Mr Taylor, also known as Lord Kilclooney, made the remarks on social media platform X in recent days.
Fifteen civilians, including two children, were killed when the UVF detonated a bomb in the North Queen Street bar, in north Belfast, in December 1971.
Security forces claims that the IRA was to blame were later shown not to be true.
Mr Taylor, who was a Stormont minister at the time of the atrocity, wrongly said it was an IRA bomb that exploded prematurely.
During an exchange on X this week the former Ulster Unionist MP again appeared to cast doubt over the innocence of the victims.
The former politician was responding to a post by an account entitled Séamus Bryson’s Attic Trapdoor that referenced the “innocent people murdered in the McGurk’s”, and also urged him to apologise for previous remarks made.
In response the Mr Taylor said: “You claim they were innocent.”
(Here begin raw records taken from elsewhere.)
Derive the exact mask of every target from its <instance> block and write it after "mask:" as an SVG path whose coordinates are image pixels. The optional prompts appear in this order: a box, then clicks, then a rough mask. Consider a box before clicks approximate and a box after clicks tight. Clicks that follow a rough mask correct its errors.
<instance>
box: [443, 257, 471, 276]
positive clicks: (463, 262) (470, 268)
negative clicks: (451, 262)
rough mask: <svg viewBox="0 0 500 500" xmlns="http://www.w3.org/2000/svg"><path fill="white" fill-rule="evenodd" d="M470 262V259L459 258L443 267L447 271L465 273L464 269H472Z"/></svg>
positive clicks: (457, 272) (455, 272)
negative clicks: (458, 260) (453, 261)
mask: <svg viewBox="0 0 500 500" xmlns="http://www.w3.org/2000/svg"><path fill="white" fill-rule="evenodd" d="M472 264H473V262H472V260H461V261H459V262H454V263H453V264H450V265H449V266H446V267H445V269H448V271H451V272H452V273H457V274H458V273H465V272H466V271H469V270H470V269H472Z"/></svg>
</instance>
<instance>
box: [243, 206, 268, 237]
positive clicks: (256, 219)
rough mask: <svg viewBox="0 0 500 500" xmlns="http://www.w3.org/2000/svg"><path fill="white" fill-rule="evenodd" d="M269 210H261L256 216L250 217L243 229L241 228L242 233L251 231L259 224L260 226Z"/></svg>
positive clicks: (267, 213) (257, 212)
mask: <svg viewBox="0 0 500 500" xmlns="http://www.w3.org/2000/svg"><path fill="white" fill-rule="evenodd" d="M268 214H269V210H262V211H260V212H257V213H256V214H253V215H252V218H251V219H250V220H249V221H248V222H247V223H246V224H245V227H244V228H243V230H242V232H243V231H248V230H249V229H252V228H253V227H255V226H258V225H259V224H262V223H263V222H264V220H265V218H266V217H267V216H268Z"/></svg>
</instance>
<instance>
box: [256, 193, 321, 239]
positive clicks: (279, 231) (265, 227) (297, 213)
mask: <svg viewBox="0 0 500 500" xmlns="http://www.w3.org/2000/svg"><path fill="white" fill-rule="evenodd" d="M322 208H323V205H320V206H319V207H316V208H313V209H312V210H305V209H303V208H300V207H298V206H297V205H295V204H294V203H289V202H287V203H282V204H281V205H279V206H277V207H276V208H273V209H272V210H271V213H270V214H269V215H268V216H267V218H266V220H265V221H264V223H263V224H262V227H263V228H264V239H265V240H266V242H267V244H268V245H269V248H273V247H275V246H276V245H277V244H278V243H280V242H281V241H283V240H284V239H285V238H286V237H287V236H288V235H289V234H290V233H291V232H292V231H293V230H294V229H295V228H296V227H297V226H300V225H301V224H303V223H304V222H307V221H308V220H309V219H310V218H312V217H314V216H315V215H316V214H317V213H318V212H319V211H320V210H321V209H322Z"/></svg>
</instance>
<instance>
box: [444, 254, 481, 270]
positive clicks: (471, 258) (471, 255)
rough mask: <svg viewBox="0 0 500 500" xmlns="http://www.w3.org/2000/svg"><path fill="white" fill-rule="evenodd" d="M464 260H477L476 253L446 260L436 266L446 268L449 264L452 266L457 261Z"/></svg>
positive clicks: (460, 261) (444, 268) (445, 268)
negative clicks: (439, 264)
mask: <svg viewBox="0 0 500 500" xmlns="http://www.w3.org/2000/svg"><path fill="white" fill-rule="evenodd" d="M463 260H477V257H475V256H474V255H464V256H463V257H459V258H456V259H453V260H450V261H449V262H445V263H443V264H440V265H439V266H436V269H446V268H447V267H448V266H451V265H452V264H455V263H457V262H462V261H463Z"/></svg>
The following day another post by the same account again referenced the “innocents of the McGurk’s atrocity” to which Mr Taylor replied “you clearly do not understand the word ‘innocent’.”
Mr Taylor’s remarks came after McGurk’s Bar campaigner Sam Irvine, who lost his mother Kitty in the attack, was laid to rest last weekend.
His nephew Ciaran MacAirt was critical of Mr Taylor’s remarks.
“John Taylor has yet to account properly for the disinformation he parroted in the aftermath of the McGurk’s Bar massacre,” he said.
“This most recent slur occurs just weeks before the 53rd anniversary of the mass murder and cover-up, and just days after the burial of another McGurk’s Bar campaigner.”
Mr MacAirt said Mr Taylor’s comments will hurt relatives.
“His baseless slurs will do nothing but hurt the families once again at a particularly difficult time for them,” he said.
In 2018 Mr Taylor was criticised for claiming McGurk’s Bar was a “drinking hole for IRA sympathisers” who have run a “political campaign to place the blame on the UVF”.
A year earlier he refused to apologise when challenged online by a McGurk’s Bar relative over declaring the atrocity was an IRA ‘own goal’.
Other social media remarks have also caused controversy including his description of former Taoiseach Leo Varadkar as “the Indian”, and a claim that unionists and nationalists are not political equals.